Kramatwatu panas! Ratusan warga mendadak tumpah ruah ke depan kantor Perhutani di Desa Pejaten, Kecamatan Kramatwatu, Kabupaten Serang, Rabu 30 April 2025. Mereka tak datang untuk piknik, tapi untuk protes keras. Kantor Perhutani jadi sasaran kemarahan—tembok dicoret-coret penuh protes, suara warga membahana, menuntut satu hal: hentikan pembabatan hutan di Gunung Pinang!

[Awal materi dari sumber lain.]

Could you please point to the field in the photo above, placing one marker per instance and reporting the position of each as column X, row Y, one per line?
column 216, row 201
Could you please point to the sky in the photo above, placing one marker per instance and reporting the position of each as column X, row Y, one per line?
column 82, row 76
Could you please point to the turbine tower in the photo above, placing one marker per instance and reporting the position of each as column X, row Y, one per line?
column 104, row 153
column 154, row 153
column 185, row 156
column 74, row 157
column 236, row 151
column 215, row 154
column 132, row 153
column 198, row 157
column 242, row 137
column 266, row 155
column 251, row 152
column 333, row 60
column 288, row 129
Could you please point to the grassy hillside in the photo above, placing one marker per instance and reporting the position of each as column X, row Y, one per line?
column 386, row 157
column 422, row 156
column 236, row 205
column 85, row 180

Aksi ini dipicu oleh aktivitas pembukaan lahan yang diduga dilakukan oleh pihak pengembang. Kawasan Gunung Pinang yang dikenal sebagai hutan lindung mulai ‘botak’, dan warga tak tinggal diam. Ketua Karang Taruna Kecamatan Kramatwatu, Sumarga, menyebut aksi ini adalah respons spontan masyarakat yang marah karena keresahannya diabaikan. “Sudah kami sampaikan sejak Sabtu lalu, tapi tak digubris. Sekarang rakyat bicara dengan aksi!” tegasnya.
Saat audiensi di lokasi, pihak pengembang berdalih sudah mengantongi izin. Tapi bagi warga, itu bukan soal legal atau tidak—ini soal ekosistem dan masa depan! Mereka menolak segala bentuk pengembangan wisata yang bisa menghancurkan keseimbangan alam Gunung Pinang. Mereka khawatir, bila dibiarkan, akan muncul bencana seperti longsor dan banjir.
Yang makin bikin emosi, kepala desa pun mengaku tak tahu-menahu soal izin resmi dari proyek tersebut. “Ini proyek siluman atau proyek diam-diam?” celetuk seorang warga dengan nada sinis.
Warga mendesak agar seluruh aktivitas pembukaan lahan dihentikan segera. Mereka juga menuntut pengembang bertanggung jawab melakukan reboisasi atas pohon-pohon yang telah ditebang, termasuk pohon jati tua yang sudah puluhan tahun tumbuh di sana. Gunung Pinang punya status hutan lindung—bahkan kayu dari pohon tumbang saja tak boleh dibawa turun, apalagi sengaja ditebang!
Hari ini, rakyat bersuara. Gunung Pinang bukan milik segelintir orang. Ia milik alam, milik generasi, milik masa depan. Dan warga Kramatwatu siap menjaganya sampai titik akar terakhir!